In this case, we assume that NSU has limited seats for all applicants. Now let’s say NSU wants to
apply the price elasticity of demand concept on their enrollment/admission procedure.
So, according to the law of demand states, Now NSU wants to increase their tuition fee. Right
now, at this moment we can noticed a drastically changes happen in their enrollment procedure.
Many of the students who belong from middle or lower class income families will never going to
apply at NSU because of high tuition fees. Maybe they can not afford. In this case when NSU
authority increases their tuition fee (price) then quantity demanded (applicants) will decreases
gradually. This concept indicates the price elasticity of demand.

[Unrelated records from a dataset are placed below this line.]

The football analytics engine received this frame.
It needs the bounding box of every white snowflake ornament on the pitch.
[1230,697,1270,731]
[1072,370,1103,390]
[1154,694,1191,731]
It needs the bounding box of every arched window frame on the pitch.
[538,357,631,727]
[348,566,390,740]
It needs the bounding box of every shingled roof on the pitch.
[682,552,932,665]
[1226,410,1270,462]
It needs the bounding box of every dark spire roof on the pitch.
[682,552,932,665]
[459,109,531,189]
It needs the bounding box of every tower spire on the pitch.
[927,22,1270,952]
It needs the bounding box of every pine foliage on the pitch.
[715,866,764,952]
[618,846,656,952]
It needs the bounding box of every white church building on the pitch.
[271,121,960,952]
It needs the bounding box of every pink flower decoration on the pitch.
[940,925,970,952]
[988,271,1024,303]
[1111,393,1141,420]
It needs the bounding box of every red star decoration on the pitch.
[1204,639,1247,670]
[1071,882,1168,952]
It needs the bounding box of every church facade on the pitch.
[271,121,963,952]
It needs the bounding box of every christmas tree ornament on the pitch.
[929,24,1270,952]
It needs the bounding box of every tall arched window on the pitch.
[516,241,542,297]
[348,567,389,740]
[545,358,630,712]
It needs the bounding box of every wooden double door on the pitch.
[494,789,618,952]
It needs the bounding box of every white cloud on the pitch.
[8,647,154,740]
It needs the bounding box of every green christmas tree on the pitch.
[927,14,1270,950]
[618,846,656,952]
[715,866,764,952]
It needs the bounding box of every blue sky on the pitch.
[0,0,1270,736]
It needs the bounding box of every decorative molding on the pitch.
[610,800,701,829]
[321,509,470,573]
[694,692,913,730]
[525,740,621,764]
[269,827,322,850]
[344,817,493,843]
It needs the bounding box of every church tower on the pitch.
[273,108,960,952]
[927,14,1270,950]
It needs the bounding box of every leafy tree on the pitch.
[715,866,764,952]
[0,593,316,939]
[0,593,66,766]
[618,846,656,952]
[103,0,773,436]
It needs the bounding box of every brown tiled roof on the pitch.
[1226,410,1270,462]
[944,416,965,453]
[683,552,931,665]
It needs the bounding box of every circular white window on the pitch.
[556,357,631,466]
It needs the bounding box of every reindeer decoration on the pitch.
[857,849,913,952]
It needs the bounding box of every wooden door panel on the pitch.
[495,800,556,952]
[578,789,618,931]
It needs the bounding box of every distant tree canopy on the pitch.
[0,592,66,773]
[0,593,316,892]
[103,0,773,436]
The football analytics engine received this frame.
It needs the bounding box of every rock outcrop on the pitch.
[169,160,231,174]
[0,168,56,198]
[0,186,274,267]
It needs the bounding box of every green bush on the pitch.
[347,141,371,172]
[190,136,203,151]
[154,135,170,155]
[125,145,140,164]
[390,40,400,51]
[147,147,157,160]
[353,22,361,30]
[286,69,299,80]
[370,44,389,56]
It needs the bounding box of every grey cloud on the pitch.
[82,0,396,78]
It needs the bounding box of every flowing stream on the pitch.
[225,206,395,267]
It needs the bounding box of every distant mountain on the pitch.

On the other hand, if NSU authority decrease their tuition fee (price) then we can see the number
of students who want to enroll and study at NSU Qd (quantity demand) will increase.
Ans to the question No:3
(B)

Income elasticity of demand (Ey) is a measure of the responsiveness of quantity demanded to


change in income, |Ey| = |%∆ Qd / %∆ income|
Now as per question given information, in case of a Bangladeshi household, the income elasticity
of demand for vacations can be either positive or neutral (0) in different special cases.
In most of the cases we saw if a family income (Y) increases then the demand increases as well.
So, if a household earn a good income (Y) then they try to spend some money for their family
vacations or tours. So, in this case we noticed income(Y) elasticity of demand has positive/ direct
relation hence Ey>0.
Now if we talk about special case, many of us already experienced that some typical Bangladeshi
families don’t like to spend their money to go for a travel or vacations. If their income (Y) increases
but in the mean time we noticed their demand will be decreases. They like to savings their money
rather than go for a vacation. So, in this special case income elasticity of demand has
negative/inverse relation. Hence Ey<0
In other, special case we experienced that many households in Bangladesh they are not interested
in travelling or vacations. Since their income doesn’t change that’s why their demand for vacations
doesn’t change at all. In this case Ey=0
So, we can say, in case of a Bangladeshi household, the income elasticity of demand for vacation
can be either positive, negative or zero.